This Is Not The End

This Is Not The End

So many trees with their branches weaving together until they become so thick, and so dense that I can not see the sky.  I stop every few hundred feet to crouch to the ground and study the trail I am following, to make sure that there still is a trail to be followed this far out. The markers faded from sight hours ago,  I was warned that once I reached a certain point there would no longer be visible guidelines for amateur hikers. The person working the desk at the last ranger station laughed at me, saying that only professionals could make it as far as I was planning. “I expect you’ll be back here ‘tail between your legs by nightfall”, that was the last thing another person said to me before I headed out here. I did not want to prove anything to anyone, maybe to myself but that was not a conscious thing. I really did just believe that this would not be so hard, and without much of a surprise, I was wrong.

Suddenly the clouds are not clouds anymore, they are a cliff edge, and the rain is a river coursing over the edge to create a waterfall surrounding me. The weight of my gear has doubled, if I could barely carry it before then now I am practically dragging it behind me. I continue to push myself ahead hoping this will get easier, which is the exact moment I slipped down the pit. My bag hooked itself on a root at the top, I basically slid out of the straps (I knew the chest strap existed for a reason) and dropped down at thirty feet or so.

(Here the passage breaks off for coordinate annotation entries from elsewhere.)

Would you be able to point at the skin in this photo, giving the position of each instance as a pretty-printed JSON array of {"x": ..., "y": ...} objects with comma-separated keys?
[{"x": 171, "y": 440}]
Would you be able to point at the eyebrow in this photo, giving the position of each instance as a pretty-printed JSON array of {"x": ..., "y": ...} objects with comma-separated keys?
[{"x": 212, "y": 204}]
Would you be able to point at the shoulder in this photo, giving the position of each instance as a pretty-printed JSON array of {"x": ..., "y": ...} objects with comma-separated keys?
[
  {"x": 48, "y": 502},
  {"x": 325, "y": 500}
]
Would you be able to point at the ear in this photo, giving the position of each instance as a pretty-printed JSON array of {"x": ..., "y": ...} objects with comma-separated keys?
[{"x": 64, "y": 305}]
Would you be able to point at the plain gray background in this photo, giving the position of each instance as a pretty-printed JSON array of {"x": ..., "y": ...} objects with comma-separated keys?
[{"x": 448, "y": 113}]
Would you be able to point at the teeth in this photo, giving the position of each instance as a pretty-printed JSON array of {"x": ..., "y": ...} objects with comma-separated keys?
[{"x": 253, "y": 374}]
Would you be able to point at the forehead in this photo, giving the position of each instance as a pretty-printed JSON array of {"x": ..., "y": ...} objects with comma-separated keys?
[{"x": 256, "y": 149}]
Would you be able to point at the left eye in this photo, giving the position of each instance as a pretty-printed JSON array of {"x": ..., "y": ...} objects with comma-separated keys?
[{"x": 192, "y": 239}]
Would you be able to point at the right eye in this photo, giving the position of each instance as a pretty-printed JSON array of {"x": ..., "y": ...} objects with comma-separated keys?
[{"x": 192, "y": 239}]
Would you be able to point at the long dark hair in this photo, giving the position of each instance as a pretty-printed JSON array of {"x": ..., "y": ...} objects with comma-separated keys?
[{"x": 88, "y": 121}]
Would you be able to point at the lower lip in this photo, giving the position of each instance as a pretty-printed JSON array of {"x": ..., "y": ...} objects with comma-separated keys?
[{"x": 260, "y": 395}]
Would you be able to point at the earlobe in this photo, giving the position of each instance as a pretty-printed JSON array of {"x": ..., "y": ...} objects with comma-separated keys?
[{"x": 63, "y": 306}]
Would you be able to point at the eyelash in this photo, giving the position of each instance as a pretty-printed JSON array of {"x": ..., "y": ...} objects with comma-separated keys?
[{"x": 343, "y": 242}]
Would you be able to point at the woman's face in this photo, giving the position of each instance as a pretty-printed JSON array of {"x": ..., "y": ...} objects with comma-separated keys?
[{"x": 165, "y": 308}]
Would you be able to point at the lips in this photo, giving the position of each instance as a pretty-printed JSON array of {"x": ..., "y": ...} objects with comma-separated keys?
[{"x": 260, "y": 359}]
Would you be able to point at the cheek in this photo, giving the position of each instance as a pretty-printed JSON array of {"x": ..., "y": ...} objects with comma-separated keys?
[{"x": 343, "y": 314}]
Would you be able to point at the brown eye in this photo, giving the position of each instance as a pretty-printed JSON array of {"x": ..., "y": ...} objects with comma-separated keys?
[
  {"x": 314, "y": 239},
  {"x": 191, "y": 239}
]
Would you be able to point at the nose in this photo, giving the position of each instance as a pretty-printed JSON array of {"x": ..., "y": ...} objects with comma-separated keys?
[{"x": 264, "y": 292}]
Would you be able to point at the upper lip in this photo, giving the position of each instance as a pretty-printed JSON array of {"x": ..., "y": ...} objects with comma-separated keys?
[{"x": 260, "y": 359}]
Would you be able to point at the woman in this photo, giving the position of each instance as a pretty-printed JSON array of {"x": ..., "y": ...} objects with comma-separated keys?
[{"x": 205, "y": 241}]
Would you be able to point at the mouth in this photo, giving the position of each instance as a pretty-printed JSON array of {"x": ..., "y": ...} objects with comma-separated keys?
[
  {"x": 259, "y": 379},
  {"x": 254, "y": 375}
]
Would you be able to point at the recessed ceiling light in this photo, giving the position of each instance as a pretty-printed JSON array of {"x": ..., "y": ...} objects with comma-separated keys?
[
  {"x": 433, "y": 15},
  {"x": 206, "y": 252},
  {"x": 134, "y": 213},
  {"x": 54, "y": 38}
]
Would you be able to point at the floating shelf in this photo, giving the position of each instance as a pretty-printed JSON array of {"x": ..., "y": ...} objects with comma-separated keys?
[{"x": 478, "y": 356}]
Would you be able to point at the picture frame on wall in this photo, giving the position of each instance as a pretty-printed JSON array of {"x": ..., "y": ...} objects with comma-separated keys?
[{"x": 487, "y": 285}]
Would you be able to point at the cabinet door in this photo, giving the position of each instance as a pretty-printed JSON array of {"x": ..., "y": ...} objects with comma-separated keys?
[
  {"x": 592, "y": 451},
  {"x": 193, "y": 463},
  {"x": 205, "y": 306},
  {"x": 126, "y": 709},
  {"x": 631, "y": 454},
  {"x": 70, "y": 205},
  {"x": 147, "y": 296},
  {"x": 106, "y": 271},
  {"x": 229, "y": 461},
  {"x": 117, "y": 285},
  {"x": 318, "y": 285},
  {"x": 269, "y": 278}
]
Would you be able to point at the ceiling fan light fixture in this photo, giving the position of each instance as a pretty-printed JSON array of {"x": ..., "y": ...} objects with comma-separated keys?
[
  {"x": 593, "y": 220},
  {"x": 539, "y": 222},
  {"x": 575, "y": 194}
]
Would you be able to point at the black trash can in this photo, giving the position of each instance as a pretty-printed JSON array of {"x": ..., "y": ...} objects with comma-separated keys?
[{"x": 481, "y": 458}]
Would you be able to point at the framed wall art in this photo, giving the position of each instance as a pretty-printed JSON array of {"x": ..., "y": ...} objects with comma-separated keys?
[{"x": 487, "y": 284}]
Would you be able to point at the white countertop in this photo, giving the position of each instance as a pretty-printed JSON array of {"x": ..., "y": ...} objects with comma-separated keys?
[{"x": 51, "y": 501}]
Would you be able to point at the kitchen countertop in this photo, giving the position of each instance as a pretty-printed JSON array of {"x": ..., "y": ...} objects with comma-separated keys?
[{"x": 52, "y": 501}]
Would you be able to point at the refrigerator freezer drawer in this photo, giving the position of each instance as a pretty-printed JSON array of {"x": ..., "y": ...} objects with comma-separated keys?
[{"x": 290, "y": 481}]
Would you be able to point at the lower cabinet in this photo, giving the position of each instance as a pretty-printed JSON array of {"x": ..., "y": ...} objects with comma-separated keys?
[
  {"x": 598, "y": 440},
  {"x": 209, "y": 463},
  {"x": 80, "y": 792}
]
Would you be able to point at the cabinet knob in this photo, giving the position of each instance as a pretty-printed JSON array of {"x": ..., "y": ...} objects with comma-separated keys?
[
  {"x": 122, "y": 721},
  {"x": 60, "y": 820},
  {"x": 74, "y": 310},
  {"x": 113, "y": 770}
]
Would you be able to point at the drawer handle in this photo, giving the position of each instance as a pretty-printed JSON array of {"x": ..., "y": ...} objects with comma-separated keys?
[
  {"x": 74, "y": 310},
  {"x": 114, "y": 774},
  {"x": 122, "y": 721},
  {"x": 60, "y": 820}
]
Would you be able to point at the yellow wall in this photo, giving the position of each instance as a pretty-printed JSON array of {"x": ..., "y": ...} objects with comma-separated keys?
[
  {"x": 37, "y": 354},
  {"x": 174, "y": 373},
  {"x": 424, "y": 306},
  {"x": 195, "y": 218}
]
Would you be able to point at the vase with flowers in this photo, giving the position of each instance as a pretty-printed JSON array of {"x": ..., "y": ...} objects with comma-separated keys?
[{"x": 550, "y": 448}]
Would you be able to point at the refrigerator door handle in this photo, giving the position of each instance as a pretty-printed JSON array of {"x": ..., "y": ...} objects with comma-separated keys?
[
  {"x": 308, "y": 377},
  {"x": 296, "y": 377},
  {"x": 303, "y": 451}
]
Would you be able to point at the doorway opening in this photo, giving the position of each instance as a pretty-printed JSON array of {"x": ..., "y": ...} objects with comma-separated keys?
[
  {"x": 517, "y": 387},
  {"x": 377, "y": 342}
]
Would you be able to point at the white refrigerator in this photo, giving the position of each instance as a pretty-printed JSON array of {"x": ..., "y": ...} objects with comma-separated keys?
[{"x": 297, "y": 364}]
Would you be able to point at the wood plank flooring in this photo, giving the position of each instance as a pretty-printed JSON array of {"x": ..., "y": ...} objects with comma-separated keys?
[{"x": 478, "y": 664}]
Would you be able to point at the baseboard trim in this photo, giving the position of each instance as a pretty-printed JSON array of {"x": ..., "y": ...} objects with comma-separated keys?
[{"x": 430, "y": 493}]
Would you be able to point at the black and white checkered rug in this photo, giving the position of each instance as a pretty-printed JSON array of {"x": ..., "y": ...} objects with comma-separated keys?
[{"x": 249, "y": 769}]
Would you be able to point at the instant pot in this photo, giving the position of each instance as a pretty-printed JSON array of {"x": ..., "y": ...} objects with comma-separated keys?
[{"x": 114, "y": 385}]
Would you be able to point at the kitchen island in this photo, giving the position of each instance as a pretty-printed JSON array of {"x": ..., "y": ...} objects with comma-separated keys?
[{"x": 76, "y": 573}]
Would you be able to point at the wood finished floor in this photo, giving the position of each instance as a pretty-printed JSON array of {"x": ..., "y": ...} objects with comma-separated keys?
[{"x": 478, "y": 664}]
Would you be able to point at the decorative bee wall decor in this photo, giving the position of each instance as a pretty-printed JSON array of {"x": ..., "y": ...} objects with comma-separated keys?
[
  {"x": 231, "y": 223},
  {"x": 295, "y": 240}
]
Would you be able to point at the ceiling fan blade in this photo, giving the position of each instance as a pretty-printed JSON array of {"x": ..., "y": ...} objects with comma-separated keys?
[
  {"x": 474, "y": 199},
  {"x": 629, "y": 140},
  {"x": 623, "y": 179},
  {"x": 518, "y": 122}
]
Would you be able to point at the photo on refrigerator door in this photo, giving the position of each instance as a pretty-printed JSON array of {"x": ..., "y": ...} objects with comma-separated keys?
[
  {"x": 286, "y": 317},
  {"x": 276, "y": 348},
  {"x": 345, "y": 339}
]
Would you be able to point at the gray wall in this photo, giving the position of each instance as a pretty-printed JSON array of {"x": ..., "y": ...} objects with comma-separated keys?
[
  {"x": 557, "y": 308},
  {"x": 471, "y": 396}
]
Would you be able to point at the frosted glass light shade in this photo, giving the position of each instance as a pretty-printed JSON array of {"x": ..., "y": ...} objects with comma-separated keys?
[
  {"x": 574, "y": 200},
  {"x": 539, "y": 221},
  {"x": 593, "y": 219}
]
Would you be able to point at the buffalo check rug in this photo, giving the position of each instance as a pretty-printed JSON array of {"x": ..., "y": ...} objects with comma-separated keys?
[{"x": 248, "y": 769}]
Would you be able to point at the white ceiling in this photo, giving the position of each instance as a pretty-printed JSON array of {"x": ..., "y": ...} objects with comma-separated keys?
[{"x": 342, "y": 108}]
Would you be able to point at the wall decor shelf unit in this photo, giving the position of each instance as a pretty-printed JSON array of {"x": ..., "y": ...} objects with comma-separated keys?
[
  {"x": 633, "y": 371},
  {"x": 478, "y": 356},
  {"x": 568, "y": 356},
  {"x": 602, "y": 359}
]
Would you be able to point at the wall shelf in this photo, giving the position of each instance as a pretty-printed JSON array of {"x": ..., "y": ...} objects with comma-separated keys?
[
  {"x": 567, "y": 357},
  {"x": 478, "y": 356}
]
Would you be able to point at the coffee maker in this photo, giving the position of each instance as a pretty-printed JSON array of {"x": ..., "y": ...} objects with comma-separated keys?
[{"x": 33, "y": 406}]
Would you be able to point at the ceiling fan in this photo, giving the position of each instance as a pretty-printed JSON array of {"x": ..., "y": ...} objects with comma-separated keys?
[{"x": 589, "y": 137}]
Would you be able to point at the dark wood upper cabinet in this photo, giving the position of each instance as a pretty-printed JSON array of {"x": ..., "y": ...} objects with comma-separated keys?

My ankle is broken, there is a hideous gash on my arm, and my gear rests safely at the top of this pit. I was foolish, frustrated, anyone could have missed such an obvious danger in my state. That is what I keep thinking to myself, but it does not do me any good. I am still down here with the rain pouring down the sides, creating more mud to pool at my ankles. Oddly the idea of drowning in mud is the least of my concerns, at this rate I will be dead of hypothermia soon enough anyway.

I need to stay awake, to get myself back out and to my gear where I can mend my wounds and get clean water. However my eyes have other dreams, they feel so heavy and it would be so easy to let them rest just for a moment. I snap them open and summon all my strength to climb out of the pit, foot by foot I work my way up. I am back on the trail, the sun is shining and the trees have cleared a path for me. The ground feels much softer here and my pack feels practically empty, I knew this would be easy. I have a burst of energy and start running ahead, leaping over fallen trees and thickets faster than I have ever moved before. I only slow down as I reach a small river, luckily there is a path of stones leading across is only feet away from me. As I cross the river I find a small cabin sitting at the base of the river, and something feels wrong. The trees are shifting around me, the cabin fades away as I run towards the door. I wake with a gasp, “Still here…I’m still here..”.

It has been several hours now, I can not tell how many exactly at this point, it would not matter if I could really. There is only one thing I can focus on, that I keep repeating to myself, “There is a way out, you will live. You have to live. This is not the end. This can not be the end.”